University of Chicago Hospitals has been using the system since 1989. Early on, the feedback helped to reassess and revamp pain management, says Francis Fullam, director of organizational transformation.
The first survey showed high satisfaction with many services but a clear dissatisfaction with the way the hospital handled alleviation of pain. "It showed our patients were in more pain and were less likely to get answers to their problem," Fullam says.
University of Chicago Hospitals examined Picker-surveyed hospitals exhibiting the highest scores and best practices in that area. It found those facilities posted heavy use of analgesia pumps, which are loaded with the proper pain medication for a patient and allow a certain amount of self-administration, he says.

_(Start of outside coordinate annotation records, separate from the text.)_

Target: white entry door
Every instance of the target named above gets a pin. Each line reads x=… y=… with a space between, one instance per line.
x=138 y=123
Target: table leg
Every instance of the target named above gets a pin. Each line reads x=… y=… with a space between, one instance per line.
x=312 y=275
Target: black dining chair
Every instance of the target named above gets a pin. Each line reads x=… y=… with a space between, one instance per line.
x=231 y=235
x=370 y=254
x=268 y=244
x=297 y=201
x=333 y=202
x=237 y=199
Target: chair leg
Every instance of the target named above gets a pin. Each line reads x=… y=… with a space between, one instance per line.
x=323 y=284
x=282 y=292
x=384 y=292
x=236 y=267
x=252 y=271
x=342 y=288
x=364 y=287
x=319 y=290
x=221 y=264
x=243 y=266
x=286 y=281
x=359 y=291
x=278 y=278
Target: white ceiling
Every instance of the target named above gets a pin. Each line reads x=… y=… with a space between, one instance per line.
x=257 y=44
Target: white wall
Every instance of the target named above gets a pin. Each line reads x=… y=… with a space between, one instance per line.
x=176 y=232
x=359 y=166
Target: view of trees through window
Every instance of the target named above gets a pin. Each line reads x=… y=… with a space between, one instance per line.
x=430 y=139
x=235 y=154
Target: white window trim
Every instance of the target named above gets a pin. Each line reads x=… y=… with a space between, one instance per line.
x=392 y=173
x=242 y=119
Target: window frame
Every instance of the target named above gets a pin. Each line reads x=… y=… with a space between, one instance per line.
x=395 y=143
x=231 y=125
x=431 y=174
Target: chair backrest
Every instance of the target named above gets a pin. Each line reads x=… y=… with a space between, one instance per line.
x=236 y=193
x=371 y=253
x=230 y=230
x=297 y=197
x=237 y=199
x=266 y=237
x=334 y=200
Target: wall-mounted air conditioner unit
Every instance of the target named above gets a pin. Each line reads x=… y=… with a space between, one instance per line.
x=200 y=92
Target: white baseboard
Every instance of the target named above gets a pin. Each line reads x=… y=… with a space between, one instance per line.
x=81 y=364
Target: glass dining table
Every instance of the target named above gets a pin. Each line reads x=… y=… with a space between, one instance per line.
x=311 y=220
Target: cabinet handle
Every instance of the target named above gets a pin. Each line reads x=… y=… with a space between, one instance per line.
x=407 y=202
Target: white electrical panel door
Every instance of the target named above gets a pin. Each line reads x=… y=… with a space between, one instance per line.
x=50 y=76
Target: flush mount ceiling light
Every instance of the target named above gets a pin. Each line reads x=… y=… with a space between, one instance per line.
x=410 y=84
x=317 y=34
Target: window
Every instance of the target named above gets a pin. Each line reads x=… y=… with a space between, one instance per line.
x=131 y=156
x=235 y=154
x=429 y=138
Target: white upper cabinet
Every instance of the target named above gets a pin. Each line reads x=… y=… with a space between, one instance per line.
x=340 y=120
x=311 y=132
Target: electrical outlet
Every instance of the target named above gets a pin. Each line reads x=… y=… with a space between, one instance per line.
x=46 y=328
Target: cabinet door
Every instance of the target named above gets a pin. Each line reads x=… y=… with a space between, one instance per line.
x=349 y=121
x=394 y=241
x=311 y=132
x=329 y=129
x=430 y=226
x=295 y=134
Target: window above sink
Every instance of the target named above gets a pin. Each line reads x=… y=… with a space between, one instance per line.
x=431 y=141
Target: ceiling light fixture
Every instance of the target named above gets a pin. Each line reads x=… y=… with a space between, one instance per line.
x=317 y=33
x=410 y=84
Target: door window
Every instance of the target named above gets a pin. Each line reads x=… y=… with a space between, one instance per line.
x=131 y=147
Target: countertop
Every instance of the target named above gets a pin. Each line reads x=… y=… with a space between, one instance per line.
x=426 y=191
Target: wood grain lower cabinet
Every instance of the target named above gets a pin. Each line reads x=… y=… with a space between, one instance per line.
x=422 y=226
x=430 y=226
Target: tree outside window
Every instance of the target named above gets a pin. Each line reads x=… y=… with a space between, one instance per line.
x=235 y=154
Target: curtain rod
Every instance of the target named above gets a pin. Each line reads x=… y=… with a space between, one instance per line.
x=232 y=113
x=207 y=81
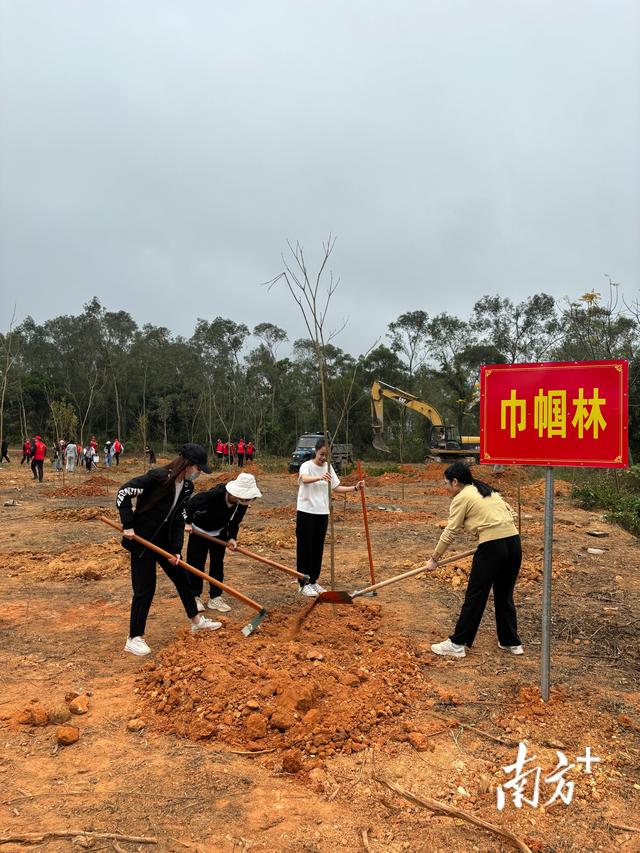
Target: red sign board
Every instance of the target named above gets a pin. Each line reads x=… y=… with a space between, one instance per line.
x=555 y=413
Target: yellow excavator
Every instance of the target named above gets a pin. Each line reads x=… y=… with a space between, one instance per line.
x=446 y=442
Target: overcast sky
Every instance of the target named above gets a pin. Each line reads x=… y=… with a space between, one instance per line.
x=159 y=155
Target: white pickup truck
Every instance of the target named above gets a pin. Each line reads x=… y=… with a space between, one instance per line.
x=341 y=454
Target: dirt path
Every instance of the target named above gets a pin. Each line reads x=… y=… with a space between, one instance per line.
x=355 y=694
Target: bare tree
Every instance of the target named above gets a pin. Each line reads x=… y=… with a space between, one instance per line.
x=313 y=303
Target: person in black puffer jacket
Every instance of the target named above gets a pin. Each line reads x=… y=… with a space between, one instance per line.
x=218 y=512
x=160 y=495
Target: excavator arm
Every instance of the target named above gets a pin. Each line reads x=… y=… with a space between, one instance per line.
x=380 y=390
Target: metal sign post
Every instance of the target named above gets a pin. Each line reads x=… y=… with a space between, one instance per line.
x=551 y=414
x=545 y=659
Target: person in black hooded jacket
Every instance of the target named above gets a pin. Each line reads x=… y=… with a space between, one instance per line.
x=218 y=512
x=160 y=495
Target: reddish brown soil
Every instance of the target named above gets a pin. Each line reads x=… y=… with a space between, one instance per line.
x=275 y=741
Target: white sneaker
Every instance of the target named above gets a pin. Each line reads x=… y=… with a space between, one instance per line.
x=218 y=603
x=515 y=650
x=137 y=646
x=205 y=625
x=448 y=649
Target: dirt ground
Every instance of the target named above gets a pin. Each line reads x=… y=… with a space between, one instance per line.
x=302 y=736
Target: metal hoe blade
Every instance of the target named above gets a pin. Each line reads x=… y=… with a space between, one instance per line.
x=335 y=596
x=250 y=627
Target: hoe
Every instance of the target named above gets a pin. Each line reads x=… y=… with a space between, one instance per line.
x=250 y=627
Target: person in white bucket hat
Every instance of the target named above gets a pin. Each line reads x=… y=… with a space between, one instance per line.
x=218 y=512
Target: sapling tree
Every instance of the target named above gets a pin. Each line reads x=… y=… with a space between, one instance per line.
x=313 y=298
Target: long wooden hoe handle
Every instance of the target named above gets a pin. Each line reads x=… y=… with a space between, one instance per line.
x=413 y=572
x=233 y=592
x=251 y=554
x=366 y=526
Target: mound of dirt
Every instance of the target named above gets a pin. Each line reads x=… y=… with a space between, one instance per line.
x=335 y=688
x=92 y=563
x=88 y=489
x=75 y=514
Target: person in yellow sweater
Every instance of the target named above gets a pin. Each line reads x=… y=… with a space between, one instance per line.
x=480 y=510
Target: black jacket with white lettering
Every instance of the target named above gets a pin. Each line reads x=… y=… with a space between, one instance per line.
x=210 y=511
x=155 y=517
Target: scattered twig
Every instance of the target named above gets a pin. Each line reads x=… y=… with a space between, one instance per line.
x=247 y=751
x=34 y=838
x=495 y=738
x=624 y=827
x=450 y=811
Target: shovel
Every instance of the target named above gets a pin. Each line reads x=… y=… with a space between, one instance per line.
x=254 y=556
x=250 y=627
x=365 y=518
x=340 y=596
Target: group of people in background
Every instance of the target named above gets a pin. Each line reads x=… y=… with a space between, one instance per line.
x=230 y=452
x=166 y=507
x=66 y=454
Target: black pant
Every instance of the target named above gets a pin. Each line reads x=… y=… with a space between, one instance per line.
x=143 y=581
x=197 y=552
x=311 y=530
x=495 y=564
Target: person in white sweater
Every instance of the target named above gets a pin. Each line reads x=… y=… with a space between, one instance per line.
x=312 y=516
x=477 y=508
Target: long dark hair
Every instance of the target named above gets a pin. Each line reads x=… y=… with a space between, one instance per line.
x=462 y=473
x=167 y=476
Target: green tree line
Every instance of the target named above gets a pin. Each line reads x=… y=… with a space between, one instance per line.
x=99 y=373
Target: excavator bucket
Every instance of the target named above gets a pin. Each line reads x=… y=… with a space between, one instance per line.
x=378 y=440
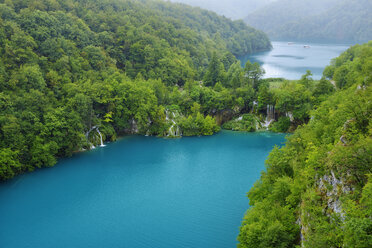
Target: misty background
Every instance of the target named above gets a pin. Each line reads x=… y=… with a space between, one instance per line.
x=340 y=21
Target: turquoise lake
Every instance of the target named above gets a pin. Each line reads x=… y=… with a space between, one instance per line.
x=138 y=192
x=291 y=61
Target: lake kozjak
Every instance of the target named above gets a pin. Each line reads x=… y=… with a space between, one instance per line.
x=291 y=60
x=138 y=192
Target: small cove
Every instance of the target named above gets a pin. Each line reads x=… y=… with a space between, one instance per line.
x=291 y=60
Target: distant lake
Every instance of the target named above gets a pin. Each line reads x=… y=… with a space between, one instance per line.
x=139 y=192
x=291 y=61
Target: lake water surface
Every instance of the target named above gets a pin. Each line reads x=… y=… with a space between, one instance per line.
x=291 y=61
x=138 y=192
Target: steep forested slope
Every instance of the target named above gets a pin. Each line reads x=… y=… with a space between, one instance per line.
x=327 y=20
x=71 y=71
x=234 y=9
x=317 y=190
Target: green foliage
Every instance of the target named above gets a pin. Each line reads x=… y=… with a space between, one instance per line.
x=321 y=179
x=315 y=20
x=67 y=68
x=281 y=126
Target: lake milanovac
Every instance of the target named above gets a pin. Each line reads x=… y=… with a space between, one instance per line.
x=291 y=60
x=138 y=192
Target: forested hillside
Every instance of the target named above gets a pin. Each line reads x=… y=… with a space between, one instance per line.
x=73 y=73
x=317 y=189
x=234 y=9
x=319 y=20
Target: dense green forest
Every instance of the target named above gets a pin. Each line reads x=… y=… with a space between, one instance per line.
x=317 y=189
x=315 y=20
x=73 y=73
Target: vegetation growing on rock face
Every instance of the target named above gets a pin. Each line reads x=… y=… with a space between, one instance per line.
x=316 y=189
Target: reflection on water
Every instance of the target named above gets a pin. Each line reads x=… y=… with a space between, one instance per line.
x=291 y=60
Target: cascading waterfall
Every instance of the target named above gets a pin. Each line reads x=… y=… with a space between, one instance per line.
x=174 y=129
x=100 y=135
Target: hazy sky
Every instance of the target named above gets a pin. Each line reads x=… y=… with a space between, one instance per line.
x=234 y=9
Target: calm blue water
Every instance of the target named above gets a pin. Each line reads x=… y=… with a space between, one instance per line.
x=292 y=61
x=138 y=192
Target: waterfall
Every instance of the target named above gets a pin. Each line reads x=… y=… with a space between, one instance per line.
x=174 y=129
x=270 y=115
x=100 y=135
x=290 y=115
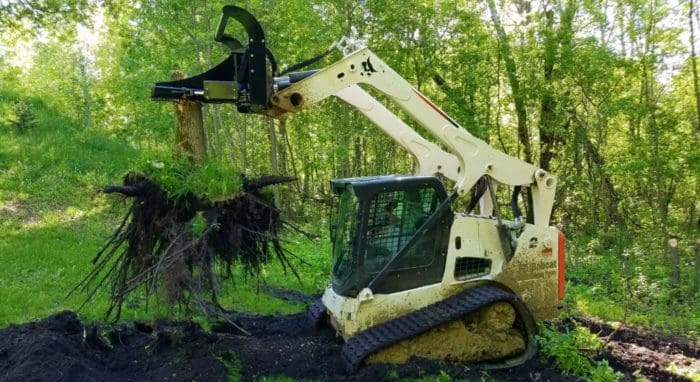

Instead of ringing for a nurse, patients could respond to their own pain immediately by pushing a button for more medication. While this might sound like a system ripe for drug abuse, the hospital saw the opposite taking place.
Controls on the pump prevented abuse, stopping patients from giving themselves an overdose. Patients actually used less than if they got injections from nurses, Fullam says. "Psychologically, it puts the patient in control."
Less than a year after buying and using more pumps, the next Picker survey showed that in pain management, "we went from clearly below average to reaching the average point" among surveyed hospitals, he says.
The system provided the targeted alert that made the hospital respond to a specific deficiency, Fullam says. "It led us down a path. It didn't solve the problem, but it gave us things to look at."